BICEPS/SSE Riga Research Seminar: Education, Fake News and the Political Budget Cycle
We are happy to invite you to a BICEPS/SSE Riga research seminar, which will take place on Thursday, May 25, at 17:00 at SSE Riga, room 507.
We are delighted to welcome Fabio Padovano as the speaker. Fabio Padovano is Professor at the University of Rennes 1 and Professor at the University of Roma III. He has been Visiting Professor at the University of Western Ontario, University of Maryland, George Mason University, University of Fribourg and London School of Economics and Political Science. Fabio Padovano has published in journals such as Public Choice, European Journal of Political Economy, Economics of Governance, Economic Inquiry, Energy Economics, Kyklos and Constitutional Political Economy.
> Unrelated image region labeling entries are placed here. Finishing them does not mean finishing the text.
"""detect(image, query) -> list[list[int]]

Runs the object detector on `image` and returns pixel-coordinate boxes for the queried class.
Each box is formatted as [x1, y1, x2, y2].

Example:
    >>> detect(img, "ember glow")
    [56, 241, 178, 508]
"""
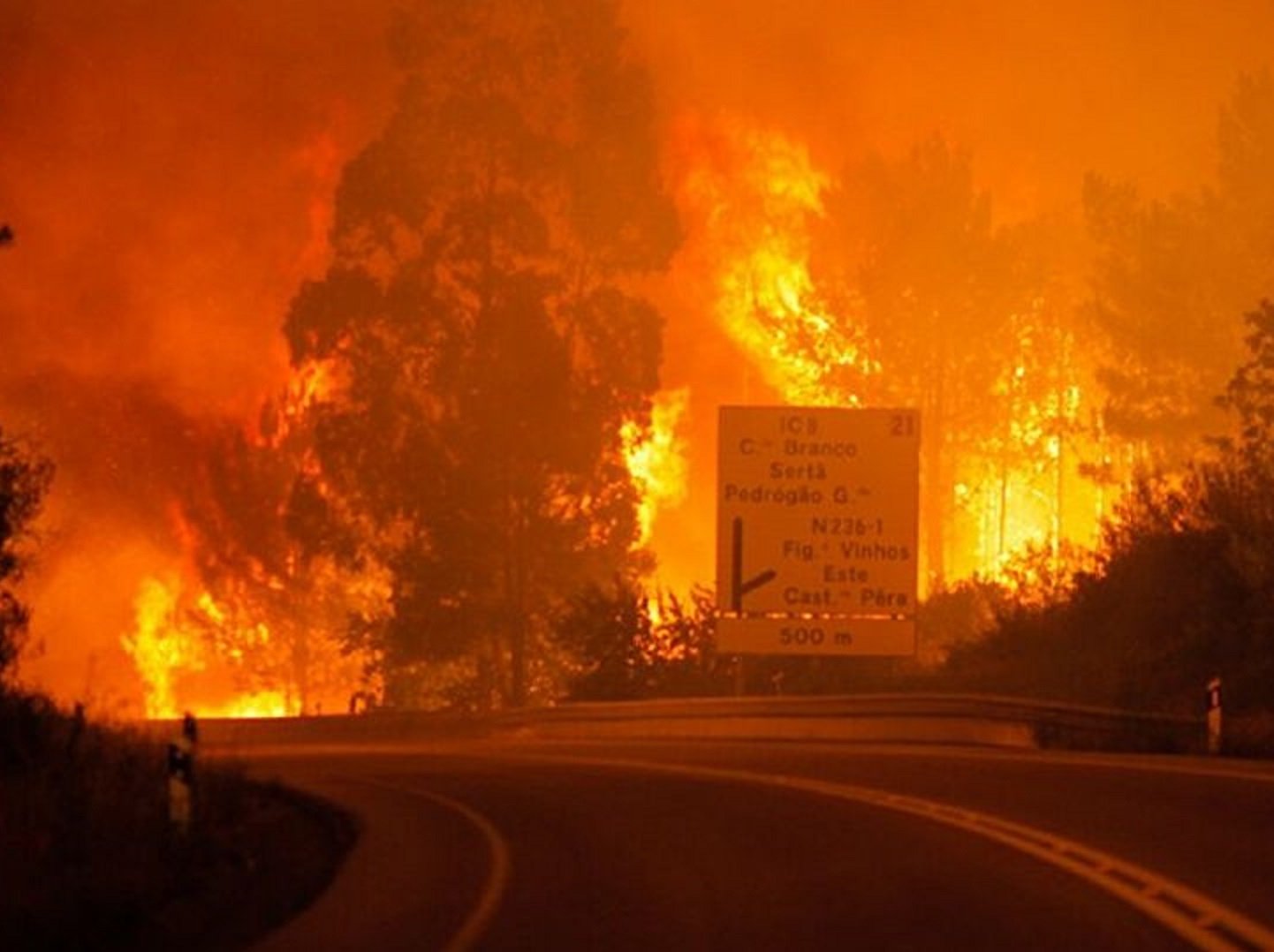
[622, 389, 689, 548]
[674, 119, 879, 406]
His current research interests are in the fields of public choice, political economy, local public finance, law and economics, environmental economics, economics of religion and economics of the arts.
Title: Education, Fake News and the Political Budget Cycle
Time: Thursday, May 25, 17:00
Venue: SSE Riga, room 507
Abstract
This paper empirically verifies whether education, an indicator of voters’ ability to process information, constrains political budget cycles (PBC), a measure of inefficiency in the agency relationship between voters and their representatives. Over information and the spread of fake news question the previous results of conditional PBC literature on information as a factor improving such relationship. We proxy the quality of education by PISA scores and the its diffusion by the percentage of students completing secondary and tertiary education. On a sample of 46 countries over the period 2000-2019, the estimates show that higher levels of education reduce the magnitude of PBC. Adding standard proxies for information (media and internet penetration) does not affect the results, showing that education matters more than information. The analysis also shows that higher degrees of democracy reduce the education levels needed to control PBC. All the other findings of the literature appear confirmed.